Saturday, February 19, 2011

Swarm Traps are Built

While I don't have much to do, (as far as beekeeping goes) waiting on spring to get here.  I decided to try and build some swarm traps to put out this spring.  This will give me some extra bees if the opportunity presents itself.  And it is an opportunity to do some more woodworking.  Which I love to do.

I search the net trying to find some plans for the traps.  I found several styles including the five gallon bucket style, the concrete form tube style, and many others.  As I said earlier, I like to work with wood so I wanted a style that you could build out of wood. 

I found what I was looking for on Rob Overtons site.  By the way, he has a great site for beekeeping stuff.  With his trap, all that needed is:
  • 2 4x8x3/8" plywood
  • 1 4x8x1/4" Luan
  • glue
  • nails
  • corrugated plastic signs  (politcal signs)

This is the all the plywood and Luan after all the cuts had been made.  The left stack is the tops.  Middle stack is the sides.  And the right stack is the front and backs.  The bottoms are made from corrugated plastic. (like the political sign)  These can be picked up free during certain times of certain years.  I have a brother in law and cousin who works with a wholesale tobacco company and was able to get some tobacco advertising signs (which are the exact same thing) that they were going to throw away.

My little helper always pitching in a hand. 

This picture is showing how you would actually remove the top cover to access the swarm inside.  I used staples here so the top could be removed easily with a hive tool.
The completed traps.  The top left one has already been painted.  I just spray painted it with some black and green that I had laying around.  I don't want them to be noticeable when they are actually up in a tree.  You know how teenagers can be so mischievous. 

These plans will make a total of 15 traps.  I suppose I'll have to make a list of where all these traps get installed so as not to lose them.  I have what I call "some-timers" and will likely forget where I put some of them.

Total spent on the plywood and Luan was about $33.00 + tax.  I already had the glue and nails.  So these traps were built for around $2.20 a piece.  Not bad considering the fiber swarm traps you can buy from the catalogs are in the $20-$30 range, each.  The traps I built will hold the frames in them too.  So all you would have to do is remove the frames and place them in the hive if they started building comb before you could get to taking them down. 

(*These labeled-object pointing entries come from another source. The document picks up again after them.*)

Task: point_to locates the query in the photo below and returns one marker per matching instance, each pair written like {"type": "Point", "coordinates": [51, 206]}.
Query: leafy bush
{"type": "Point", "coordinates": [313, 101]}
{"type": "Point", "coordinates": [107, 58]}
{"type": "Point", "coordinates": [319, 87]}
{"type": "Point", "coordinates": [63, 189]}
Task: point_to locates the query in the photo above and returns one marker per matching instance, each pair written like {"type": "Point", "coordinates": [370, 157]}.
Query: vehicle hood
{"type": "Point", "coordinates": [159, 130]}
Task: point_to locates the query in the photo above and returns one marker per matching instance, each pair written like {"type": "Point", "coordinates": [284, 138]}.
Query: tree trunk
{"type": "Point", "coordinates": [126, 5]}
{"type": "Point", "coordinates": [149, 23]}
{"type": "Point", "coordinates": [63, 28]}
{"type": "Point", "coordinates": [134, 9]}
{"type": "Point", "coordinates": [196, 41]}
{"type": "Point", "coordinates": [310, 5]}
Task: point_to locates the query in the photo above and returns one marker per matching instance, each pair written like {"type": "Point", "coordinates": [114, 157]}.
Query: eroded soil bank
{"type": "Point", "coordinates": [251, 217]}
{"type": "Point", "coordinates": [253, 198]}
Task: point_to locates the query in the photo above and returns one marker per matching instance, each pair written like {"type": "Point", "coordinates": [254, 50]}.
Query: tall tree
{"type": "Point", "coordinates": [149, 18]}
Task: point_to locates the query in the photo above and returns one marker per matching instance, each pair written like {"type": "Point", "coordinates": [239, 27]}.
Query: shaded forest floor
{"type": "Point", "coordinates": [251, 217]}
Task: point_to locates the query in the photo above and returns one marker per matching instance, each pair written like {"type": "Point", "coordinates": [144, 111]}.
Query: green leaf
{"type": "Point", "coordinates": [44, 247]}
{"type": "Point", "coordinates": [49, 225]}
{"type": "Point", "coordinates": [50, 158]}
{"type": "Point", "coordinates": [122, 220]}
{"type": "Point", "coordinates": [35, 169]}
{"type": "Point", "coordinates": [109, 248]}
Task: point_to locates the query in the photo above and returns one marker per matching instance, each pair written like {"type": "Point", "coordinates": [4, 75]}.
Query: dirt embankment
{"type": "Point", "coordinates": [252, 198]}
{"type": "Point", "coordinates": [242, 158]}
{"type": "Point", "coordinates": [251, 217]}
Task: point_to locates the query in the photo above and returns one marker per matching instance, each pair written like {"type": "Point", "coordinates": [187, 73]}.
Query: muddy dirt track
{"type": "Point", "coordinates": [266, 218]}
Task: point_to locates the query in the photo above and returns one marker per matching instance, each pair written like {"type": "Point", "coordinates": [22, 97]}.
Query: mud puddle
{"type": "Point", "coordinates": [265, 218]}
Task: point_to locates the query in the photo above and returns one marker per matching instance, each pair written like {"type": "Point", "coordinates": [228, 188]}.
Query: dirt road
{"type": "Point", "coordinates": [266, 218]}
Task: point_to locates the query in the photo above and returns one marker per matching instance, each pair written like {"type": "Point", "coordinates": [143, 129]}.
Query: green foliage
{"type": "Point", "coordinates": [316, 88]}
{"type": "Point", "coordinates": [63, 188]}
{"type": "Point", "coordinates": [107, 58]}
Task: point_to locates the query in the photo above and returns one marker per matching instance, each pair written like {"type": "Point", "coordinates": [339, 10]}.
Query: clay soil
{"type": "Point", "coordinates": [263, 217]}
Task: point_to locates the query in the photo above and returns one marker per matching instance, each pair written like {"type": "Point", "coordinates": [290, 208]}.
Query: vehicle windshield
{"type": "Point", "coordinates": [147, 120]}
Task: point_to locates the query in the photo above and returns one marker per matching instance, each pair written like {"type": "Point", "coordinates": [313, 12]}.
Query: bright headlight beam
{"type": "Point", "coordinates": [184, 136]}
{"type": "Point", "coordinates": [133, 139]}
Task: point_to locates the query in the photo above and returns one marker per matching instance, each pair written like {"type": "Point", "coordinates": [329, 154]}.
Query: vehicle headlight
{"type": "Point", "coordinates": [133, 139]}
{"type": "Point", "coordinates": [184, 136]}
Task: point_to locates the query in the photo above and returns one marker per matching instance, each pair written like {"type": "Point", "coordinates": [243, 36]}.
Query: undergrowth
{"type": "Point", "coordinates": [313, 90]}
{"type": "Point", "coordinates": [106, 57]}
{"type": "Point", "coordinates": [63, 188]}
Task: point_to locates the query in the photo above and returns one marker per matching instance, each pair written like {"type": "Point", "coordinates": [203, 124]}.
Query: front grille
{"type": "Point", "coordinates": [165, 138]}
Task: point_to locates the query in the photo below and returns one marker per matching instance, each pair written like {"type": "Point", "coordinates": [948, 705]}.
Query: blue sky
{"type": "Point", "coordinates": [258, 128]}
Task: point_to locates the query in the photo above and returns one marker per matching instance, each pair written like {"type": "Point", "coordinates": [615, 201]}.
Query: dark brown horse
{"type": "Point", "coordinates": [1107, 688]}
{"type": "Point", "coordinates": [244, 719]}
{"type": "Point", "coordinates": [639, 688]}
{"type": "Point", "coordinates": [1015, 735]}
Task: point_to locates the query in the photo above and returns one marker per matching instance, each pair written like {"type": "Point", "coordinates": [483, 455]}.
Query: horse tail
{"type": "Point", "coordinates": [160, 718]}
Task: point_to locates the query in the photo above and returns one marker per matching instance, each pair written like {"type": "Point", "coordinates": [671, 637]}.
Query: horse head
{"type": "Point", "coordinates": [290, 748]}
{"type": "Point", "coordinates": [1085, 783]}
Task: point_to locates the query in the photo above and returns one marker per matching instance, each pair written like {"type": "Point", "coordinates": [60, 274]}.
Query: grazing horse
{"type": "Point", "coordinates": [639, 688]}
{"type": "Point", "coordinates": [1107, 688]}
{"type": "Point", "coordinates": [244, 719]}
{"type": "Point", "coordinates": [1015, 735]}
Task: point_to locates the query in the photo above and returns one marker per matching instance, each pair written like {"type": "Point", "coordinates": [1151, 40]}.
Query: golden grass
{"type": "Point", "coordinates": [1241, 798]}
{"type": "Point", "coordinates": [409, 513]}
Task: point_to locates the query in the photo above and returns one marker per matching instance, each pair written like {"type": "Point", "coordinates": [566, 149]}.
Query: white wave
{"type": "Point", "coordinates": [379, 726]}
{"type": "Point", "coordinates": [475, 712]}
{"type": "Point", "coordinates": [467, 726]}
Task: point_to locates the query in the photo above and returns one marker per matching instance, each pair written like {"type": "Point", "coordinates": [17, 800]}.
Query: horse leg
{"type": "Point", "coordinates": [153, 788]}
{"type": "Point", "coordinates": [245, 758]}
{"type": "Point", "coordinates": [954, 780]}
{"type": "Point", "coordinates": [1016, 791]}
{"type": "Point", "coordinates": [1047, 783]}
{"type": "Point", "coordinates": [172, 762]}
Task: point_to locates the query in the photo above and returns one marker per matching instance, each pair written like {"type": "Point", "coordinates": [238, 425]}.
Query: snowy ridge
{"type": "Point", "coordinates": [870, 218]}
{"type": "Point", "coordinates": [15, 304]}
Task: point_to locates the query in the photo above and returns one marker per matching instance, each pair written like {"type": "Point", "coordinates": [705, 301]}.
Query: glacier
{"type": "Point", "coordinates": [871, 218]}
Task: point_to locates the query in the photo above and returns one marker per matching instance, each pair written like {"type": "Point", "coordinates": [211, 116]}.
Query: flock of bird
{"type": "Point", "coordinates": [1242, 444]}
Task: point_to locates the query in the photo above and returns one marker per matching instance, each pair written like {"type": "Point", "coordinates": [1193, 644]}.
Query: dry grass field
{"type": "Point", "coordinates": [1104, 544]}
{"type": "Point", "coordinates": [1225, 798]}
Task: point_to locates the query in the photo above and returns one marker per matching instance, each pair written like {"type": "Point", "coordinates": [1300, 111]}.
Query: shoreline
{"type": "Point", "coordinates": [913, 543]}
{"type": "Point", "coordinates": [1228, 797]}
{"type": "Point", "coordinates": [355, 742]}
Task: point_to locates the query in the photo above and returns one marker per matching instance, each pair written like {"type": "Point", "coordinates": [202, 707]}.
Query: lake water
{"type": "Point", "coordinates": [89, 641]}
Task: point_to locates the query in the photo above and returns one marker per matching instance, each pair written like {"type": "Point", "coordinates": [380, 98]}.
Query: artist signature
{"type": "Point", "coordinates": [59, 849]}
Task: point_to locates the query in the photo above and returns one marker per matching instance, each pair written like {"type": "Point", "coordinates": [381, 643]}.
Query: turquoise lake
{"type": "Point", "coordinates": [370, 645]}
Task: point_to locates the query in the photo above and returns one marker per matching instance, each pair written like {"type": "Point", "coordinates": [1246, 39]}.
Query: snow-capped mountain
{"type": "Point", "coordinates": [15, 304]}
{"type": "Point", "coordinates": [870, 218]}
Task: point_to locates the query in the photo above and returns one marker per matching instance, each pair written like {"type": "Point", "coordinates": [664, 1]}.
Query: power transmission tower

I asked a couple of questions on Beemaster concerning the lure to attract swarms.  What I have decided to do is to dab some lemongrass oil on a ball of cotton and place it in a pill bottle.  The lid of the bottle will have some very small holes drilled in the top.  This will be attached to the trap somehow. 

Here is the album of the pictures taken while building these traps. 
Building the Swarm Traps
If I was to do this over again I would probably use a thicker plywood.  Say around 1/2" or so.  The reason being is that several times, when nailing  the sides and front together, the nail would come out the side because the plywood was so thin.  That may could have been remedied by predrilling each hole, but these are just swarm traps, I wasn't building a piano.  It's not likely that the bees will care either.


  1. this was a timely post. I am getting ready for my first shot at swarm traps. will be checking out these links as well. thanks!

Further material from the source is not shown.